伊曾乃祭礼細見図(絵巻)
「天保6年(1835年)~天保13年(1842年)」
『伊曽乃大社祭礼略図』より更に古い時代の『伊曽乃祭礼細見図』が、近年 東京国立博物館(東京都台東区)で発見されており当時の祭礼の様子が 楽車の彫刻の細部にいたるまで緻密かつ克明な描写で描かれています。描かれているのは、だんじり19台、みこし4台、船だんじり1台など。
1850年ごろの作といわれる西条祭絵巻と比べみこしが1台少なく、胴板や隅障子の彫刻などがつぶさに描かれている。
※正確には、天保6年(1835年)~天保13年(1842年)の間に描かれたもので、天保10年(1839年)以前のものと思われます。

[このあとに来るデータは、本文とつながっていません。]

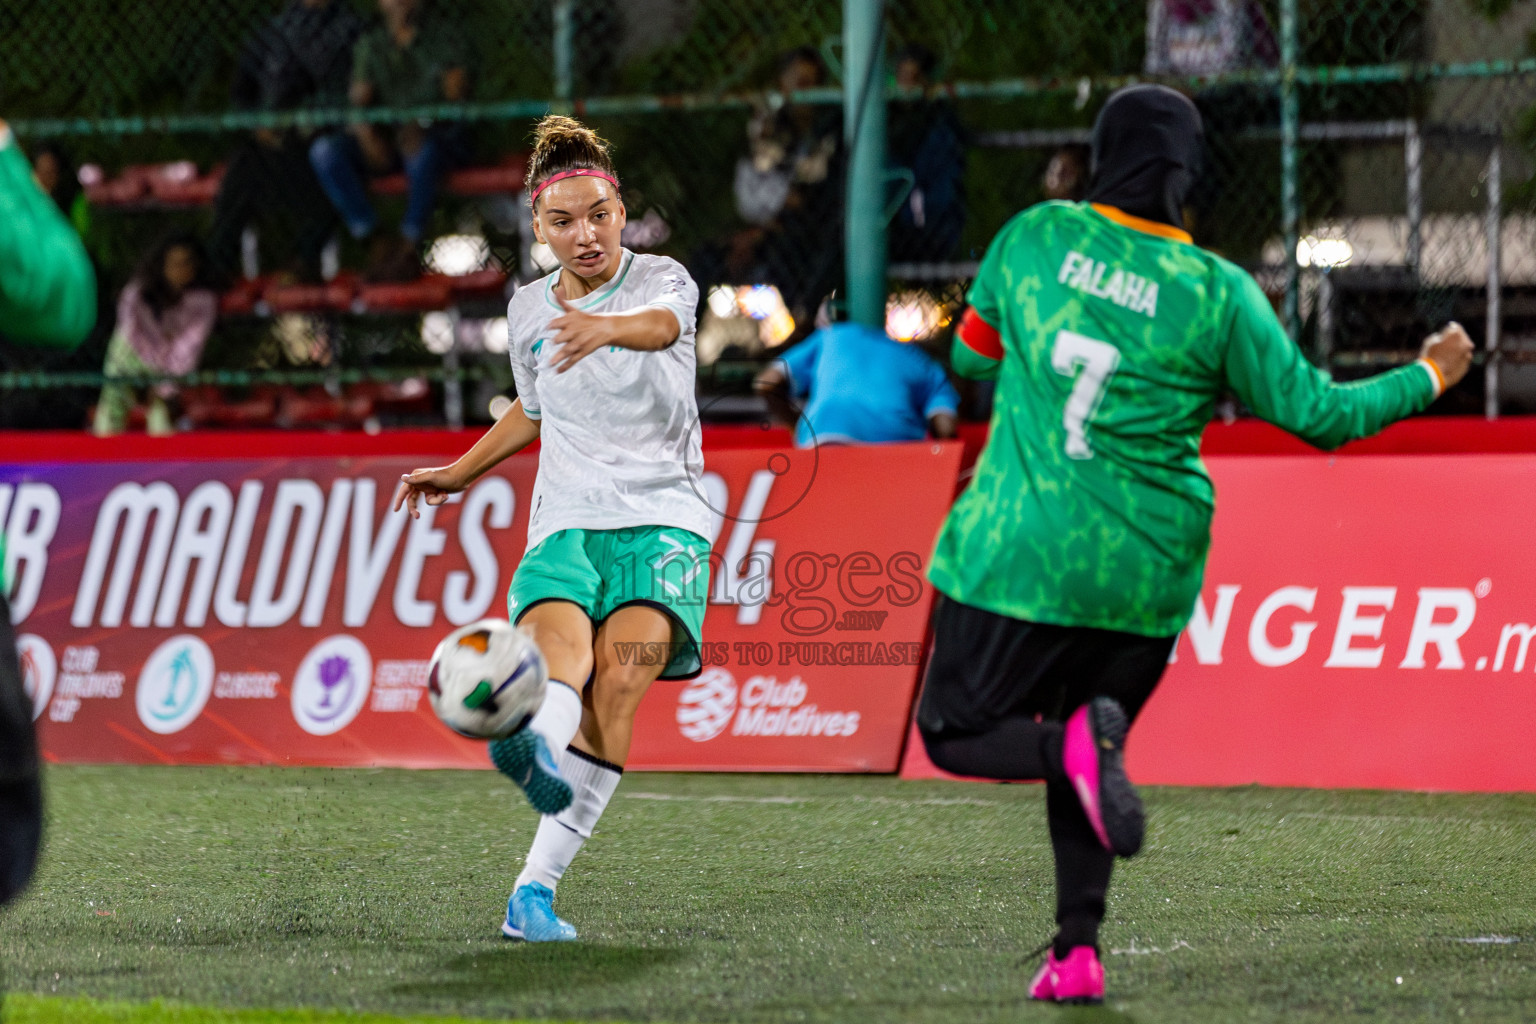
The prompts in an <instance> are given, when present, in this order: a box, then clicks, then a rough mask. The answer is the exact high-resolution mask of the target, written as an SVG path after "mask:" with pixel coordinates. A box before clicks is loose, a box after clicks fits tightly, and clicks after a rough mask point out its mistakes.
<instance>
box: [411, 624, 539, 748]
mask: <svg viewBox="0 0 1536 1024" xmlns="http://www.w3.org/2000/svg"><path fill="white" fill-rule="evenodd" d="M548 679H550V669H548V666H547V665H545V663H544V652H542V651H539V646H538V645H536V643H535V642H533V639H531V637H528V634H525V633H522V631H521V629H516V628H513V625H511V623H510V622H507V620H505V619H481V620H479V622H472V623H470V625H467V626H459V628H458V629H455V631H453V633H450V634H449V636H445V637H444V639H442V643H439V645H438V649H436V651H433V652H432V671H430V672H429V674H427V697H429V699H430V700H432V709H433V711H436V712H438V717H439V718H441V720H442V725H445V726H449V728H450V729H453V731H455V732H458V734H459V735H467V737H470V738H472V740H499V738H501V737H504V735H511V734H513V732H516V731H518V729H519V728H522V725H524V723H525V722H527V720H528V718H530V717H533V712H535V711H538V709H539V705H541V703H542V702H544V686H545V685H547V683H548Z"/></svg>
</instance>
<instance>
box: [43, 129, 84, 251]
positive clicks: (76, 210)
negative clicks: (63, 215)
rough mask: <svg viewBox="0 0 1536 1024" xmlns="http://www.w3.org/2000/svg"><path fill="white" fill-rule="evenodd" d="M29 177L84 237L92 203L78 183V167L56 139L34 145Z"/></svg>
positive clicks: (68, 152)
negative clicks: (54, 142) (52, 201)
mask: <svg viewBox="0 0 1536 1024" xmlns="http://www.w3.org/2000/svg"><path fill="white" fill-rule="evenodd" d="M32 177H34V178H37V184H38V186H41V189H43V192H46V193H48V197H49V198H51V200H52V201H54V203H55V204H57V206H58V209H60V210H61V212H63V215H65V216H66V218H69V224H71V226H72V227H74V229H75V233H77V235H80V236H81V238H86V236H88V235H89V233H91V203H89V201H88V200H86V192H84V189H81V187H80V170H78V167H75V161H74V160H71V158H69V152H68V150H66V149H65V147H63V146H60V144H58V143H43V144H41V146H37V147H35V149H34V150H32Z"/></svg>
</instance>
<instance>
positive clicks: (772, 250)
mask: <svg viewBox="0 0 1536 1024" xmlns="http://www.w3.org/2000/svg"><path fill="white" fill-rule="evenodd" d="M777 68H779V78H777V88H779V92H780V95H788V94H791V92H797V91H802V89H816V88H819V86H822V84H825V81H826V69H825V66H823V64H822V57H820V54H817V52H816V51H814V49H811V48H809V46H802V48H799V49H793V51H790V52H786V54H783V55H782V57H780V58H779V64H777ZM842 121H843V115H842V107H840V106H809V104H803V103H791V101H788V100H783V101H782V103H777V101H774V100H770V101H765V103H763V104H762V106H759V109H757V111H756V112H754V114H753V117H751V120H750V121H748V124H746V154H745V155H743V157H742V158H740V160H737V163H736V180H734V183H733V192H734V195H736V212H737V213H739V215H740V218H742V220H743V221H745V223H746V224H748V226H746V227H743V229H740V230H737V232H736V233H733V235H731V236H730V238H728V239H725V241H717V243H710V244H705V246H702V247H700V249H699V250H697V252H696V253H694V256H693V261H691V263H693V267H690V270H691V272H693V276H694V279H696V281H697V282H699V298H700V309H702V302H703V301H705V299H707V298H708V295H710V289H711V286H716V284H722V282H725V284H773V286H776V287H777V289H779V292H780V295H782V296H783V302H785V306H786V307H788V309H790V315H791V316H793V318H794V321H796V322H797V324H808V322H811V318H813V315H814V312H816V307H817V304H819V302H820V301H822V298H823V296H826V295H828V293H829V292H831V290H833V289H834V287H836V284H837V278H839V275H840V273H842V252H843V244H842V241H843V175H842V157H843V154H842V132H843V124H842Z"/></svg>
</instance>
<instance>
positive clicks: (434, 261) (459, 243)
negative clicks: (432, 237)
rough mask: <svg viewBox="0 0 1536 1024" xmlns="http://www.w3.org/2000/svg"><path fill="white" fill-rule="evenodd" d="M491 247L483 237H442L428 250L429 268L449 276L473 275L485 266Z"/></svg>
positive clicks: (446, 236)
mask: <svg viewBox="0 0 1536 1024" xmlns="http://www.w3.org/2000/svg"><path fill="white" fill-rule="evenodd" d="M488 252H490V246H487V244H485V239H484V238H482V236H481V235H442V236H441V238H435V239H433V241H432V247H430V249H429V250H427V267H430V269H432V270H435V272H438V273H447V275H449V276H459V275H464V273H473V272H475V270H479V269H481V267H484V266H485V255H487V253H488Z"/></svg>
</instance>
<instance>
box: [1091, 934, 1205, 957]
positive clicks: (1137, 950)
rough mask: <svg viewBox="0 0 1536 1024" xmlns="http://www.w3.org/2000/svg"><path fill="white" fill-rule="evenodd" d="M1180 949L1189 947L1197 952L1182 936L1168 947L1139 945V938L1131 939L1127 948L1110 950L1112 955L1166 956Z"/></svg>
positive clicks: (1124, 955) (1133, 955)
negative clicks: (1145, 945)
mask: <svg viewBox="0 0 1536 1024" xmlns="http://www.w3.org/2000/svg"><path fill="white" fill-rule="evenodd" d="M1180 949H1187V950H1189V952H1195V947H1193V946H1190V944H1189V943H1186V941H1184V940H1181V938H1180V940H1175V941H1174V944H1172V946H1169V947H1167V949H1160V947H1158V946H1137V940H1130V946H1129V947H1127V949H1112V950H1109V955H1111V956H1152V955H1160V956H1166V955H1169V953H1172V952H1177V950H1180Z"/></svg>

※天保6年(1835年)の九代西条藩主・松平頼学(よりさと)候の「天保のお国入り」をきっかけに描かれたものと推定され、水戸藩に絵巻を贈ったものと思われます。
伊曽乃大社祭礼略図絵巻
「天保時代前後(1840年代頃)」
(長さ:26.7m 幅:35cm)
『西條祭絵巻』というのが、伊曽乃神社の資料館にあります。
これは、もともとは仙台藩伊達家にあったものです。話によると、江戸時代に江戸城中の大広間で、仙台の殿様(藩主伊達候)がお国の祭り自慢に花を咲かせていた時に、西条の殿様(9代藩主松平頼学(よりさと)候)が、「そんな祭りなど問題ではない。西条の祭りを見てから言ってほしい。」と、伊曽乃神社祭礼を絵巻に描かせて、仙台の伊達侯に贈ったのです。それがずっと伊達家に伝わっていましたが、昭和25年(1950年)に東京国立博物館の近藤喜博調査官を介して、伊曽乃神社に寄贈されました。この絵巻は、ダンジリ18台、神輿太鼓5台、船ダンジリ、鬼頭、鉄砲組、奴、神輿、諸道具類などを描いた『御神輿の渡御行列図』、西条藩士の礼拝する様子を描いた『御殿前略景』、御旅所の賑わいを描いた『御旅所略景』、『小供狂言之図』からなっています。
そして、そのダンジリの行事に参加している人は町民でありながら、裃(かみしも)を着て、脇差しを差しており、祭りの日には士農工商の区別がなく、藩をあげてお祝いしていたということがうかがえます。筆者は不詳です。
(参考文献)
西条市誌(西条市)、西条市生活文化誌(西条市)、西條史談(西條史談会)、続・西條のお祭り(吉本勝)、伊曽乃神社祭礼絵巻(伊曽乃神社)、伊曽乃神社御昇格五十周年記(伊曽乃神社)、伊曽乃祭礼楽車考(佐藤秀之)、愛媛新聞(愛媛新聞社)、愛媛県生涯学習センター資料。